The story raises questions about whether some people you meet in life are destined to return in one way or another to stay with you even if they had gone away. As Peter does and as the Michigan cherry orchards beckon to the Nelson girls and the Duke brothers to come back and be one with the community of one’s origins. There is almost a pull they all feel in coming to rest in the same community or cemetery, as though the dead retain their rights to home in, even if they had gone away. As Peter Duke does and as Sebastian is also invited to? It seems that cemeteries are homely places for the living society and a link with the dead is cherished, as Wilder shows in ‘Our Town’ and Patchett in ‘Tom Lake.”
As for the characters in the story, Joe, the solid rock of a husband to Lara is poorly etched. While the other male characters like Peter, Sebastian and even Ripley are delineated clearly, Joe Nelson for all the eulogies about him from Lara, remains a shadowy figure on the fringes of the story. He had more of an assertive role as Nelson the director. But when he is made to morph into good old Joe, almost like a farm hand, he becomes a background figure. The novel is also a study of sibling relations with the three Nelson sisters and the two Duke brothers in compare and contrast mode.
Even though Lara dominates the story, she does not emerge as a strongly etched character. She remains rather vaguely defined with little agency on how things develop in her life. The question of destiny and free will come up in her context. The fact that she is happy to give up her starry dreams despite the success of her film ‘Singularity’ and settle down to life of contented domesticity seems questionable. Who is she? The Lara of Tom Lake or the one in the cherry orchards?
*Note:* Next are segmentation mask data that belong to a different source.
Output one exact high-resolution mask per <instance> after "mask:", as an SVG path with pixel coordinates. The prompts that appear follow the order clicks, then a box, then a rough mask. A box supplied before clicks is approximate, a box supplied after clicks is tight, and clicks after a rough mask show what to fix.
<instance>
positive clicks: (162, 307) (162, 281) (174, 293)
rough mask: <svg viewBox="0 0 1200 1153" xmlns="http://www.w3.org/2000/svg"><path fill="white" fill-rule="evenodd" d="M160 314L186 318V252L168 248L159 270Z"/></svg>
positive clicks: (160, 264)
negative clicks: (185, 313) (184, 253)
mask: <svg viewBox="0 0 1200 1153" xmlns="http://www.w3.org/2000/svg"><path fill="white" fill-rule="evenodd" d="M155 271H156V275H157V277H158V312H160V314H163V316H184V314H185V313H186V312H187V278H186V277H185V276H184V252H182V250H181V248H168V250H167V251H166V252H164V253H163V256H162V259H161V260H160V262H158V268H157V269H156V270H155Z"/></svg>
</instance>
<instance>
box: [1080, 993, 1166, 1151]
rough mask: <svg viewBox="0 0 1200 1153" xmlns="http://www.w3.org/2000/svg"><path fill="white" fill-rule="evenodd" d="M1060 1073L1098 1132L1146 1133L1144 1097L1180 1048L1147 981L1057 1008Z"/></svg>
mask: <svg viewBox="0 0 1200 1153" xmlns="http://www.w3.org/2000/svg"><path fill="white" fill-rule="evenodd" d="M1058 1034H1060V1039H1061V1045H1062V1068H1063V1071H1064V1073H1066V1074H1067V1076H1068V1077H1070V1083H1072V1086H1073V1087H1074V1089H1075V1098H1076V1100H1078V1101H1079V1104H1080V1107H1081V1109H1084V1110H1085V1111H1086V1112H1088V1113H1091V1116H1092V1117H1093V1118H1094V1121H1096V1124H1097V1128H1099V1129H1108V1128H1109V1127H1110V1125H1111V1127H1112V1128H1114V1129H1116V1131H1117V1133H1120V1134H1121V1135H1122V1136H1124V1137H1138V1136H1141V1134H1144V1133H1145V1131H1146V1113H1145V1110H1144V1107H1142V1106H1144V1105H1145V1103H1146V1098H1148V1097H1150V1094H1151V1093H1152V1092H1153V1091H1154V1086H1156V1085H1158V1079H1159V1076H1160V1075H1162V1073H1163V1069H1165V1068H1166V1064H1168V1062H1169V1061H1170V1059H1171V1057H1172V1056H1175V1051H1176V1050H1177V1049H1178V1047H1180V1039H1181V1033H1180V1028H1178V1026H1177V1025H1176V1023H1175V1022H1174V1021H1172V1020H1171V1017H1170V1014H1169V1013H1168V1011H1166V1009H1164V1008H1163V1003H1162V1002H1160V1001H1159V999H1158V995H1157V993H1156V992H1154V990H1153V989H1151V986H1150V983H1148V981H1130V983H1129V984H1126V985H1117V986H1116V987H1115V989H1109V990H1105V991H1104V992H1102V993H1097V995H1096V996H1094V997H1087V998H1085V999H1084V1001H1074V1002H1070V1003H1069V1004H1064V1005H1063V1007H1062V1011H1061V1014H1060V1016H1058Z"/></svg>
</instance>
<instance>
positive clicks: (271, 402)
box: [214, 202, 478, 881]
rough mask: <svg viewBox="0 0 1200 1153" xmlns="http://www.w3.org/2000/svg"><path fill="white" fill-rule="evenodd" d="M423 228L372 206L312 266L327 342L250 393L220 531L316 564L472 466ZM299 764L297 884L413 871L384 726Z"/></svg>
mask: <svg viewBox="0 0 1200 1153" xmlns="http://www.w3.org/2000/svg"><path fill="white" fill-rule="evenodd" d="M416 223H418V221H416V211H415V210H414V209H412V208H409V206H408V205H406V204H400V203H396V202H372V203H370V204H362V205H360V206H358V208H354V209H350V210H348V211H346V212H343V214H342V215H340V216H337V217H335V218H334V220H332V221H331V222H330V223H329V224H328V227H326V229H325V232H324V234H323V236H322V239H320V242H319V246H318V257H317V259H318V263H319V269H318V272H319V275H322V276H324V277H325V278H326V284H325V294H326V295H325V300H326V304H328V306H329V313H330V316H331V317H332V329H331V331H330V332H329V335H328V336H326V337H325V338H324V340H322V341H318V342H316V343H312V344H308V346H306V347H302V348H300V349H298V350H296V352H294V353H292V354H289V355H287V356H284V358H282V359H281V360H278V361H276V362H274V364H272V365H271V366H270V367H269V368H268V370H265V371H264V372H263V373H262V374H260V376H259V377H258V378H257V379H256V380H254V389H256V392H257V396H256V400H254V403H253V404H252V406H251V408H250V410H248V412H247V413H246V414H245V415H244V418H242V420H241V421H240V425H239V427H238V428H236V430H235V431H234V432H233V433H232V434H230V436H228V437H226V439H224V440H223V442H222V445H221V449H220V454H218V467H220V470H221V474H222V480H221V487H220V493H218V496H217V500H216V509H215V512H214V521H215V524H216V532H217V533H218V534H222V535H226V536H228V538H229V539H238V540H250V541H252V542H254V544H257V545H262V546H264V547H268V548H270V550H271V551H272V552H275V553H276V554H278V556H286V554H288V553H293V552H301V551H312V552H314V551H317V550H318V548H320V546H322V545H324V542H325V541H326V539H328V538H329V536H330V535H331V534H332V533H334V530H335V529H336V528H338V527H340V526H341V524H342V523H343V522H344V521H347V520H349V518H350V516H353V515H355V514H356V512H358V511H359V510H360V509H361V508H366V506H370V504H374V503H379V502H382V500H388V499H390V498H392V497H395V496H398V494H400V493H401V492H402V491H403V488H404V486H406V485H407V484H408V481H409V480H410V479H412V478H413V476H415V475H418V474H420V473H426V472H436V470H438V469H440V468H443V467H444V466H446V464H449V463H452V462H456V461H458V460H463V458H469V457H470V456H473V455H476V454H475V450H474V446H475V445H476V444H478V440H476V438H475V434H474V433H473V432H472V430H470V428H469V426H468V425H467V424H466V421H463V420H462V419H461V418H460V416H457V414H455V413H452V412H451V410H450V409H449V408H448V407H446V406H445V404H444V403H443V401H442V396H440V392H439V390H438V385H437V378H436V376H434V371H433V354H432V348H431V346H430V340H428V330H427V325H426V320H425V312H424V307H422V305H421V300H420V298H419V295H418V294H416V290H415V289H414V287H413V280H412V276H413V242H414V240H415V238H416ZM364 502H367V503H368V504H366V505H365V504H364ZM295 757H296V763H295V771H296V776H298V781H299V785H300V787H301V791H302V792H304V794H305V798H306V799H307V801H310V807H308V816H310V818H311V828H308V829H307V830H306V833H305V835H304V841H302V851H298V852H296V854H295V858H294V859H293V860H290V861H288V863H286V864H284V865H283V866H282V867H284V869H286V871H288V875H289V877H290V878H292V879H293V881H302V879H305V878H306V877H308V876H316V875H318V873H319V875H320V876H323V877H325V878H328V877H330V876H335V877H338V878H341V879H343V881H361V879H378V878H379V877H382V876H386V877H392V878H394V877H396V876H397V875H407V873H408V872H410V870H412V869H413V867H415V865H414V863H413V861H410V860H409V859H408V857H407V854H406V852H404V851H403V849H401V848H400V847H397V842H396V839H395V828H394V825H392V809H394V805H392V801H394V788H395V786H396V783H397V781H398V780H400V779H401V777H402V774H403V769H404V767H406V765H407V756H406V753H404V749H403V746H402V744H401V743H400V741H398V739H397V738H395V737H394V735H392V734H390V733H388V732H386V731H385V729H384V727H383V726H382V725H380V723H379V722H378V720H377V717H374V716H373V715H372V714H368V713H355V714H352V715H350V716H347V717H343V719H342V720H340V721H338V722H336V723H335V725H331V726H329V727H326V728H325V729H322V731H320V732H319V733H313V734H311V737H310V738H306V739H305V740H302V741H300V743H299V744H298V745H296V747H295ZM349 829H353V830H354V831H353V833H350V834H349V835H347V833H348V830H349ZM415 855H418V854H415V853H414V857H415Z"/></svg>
Beginning as an assistant seamstress to her grandmother, a quirk of fate makes her flower into a sought after actress who arrives in Tom Lake for an acting project to play the role of Emily Gibbs in Thornton Wilder’s much acclaimed play, 'Our Town'. In her acknowledgement Patchett thanks “Thornton Wilder, who wrote the play that has been an enduring comfort, guide and inspiration throughout my life. If this novel has a goal, it is to turn the reader back to Our Town, and to all of Wilder’s work. Therein lies the joy.”
For anyone interested, the movie “Our Town” is available on You Tube and worth a watch. What strikes one immediately is the gentle and harmonious life and times that Wilder portrays in his work which Patchett is so wistful about. These people are normal and reassuring with ordinary preoccupations and worries but with extraordinary reserves of compassion and fellow feeling. Almost like the world in Robert Browning’s Pippa’s Song:
The year's at the spring,/ And day's at the morn;/ Morning's at seven;/ The hill-side's dew-pearl'd;/ The lark's on the wing; / The snail's on the thorn;/ God's in His heaven,/ All's right with the world!
The novel ends with a sense of redemption as all is forgiven and all is right with the world, making it an example of “literature of hope especially at a time when news headlines are dire and bleak.”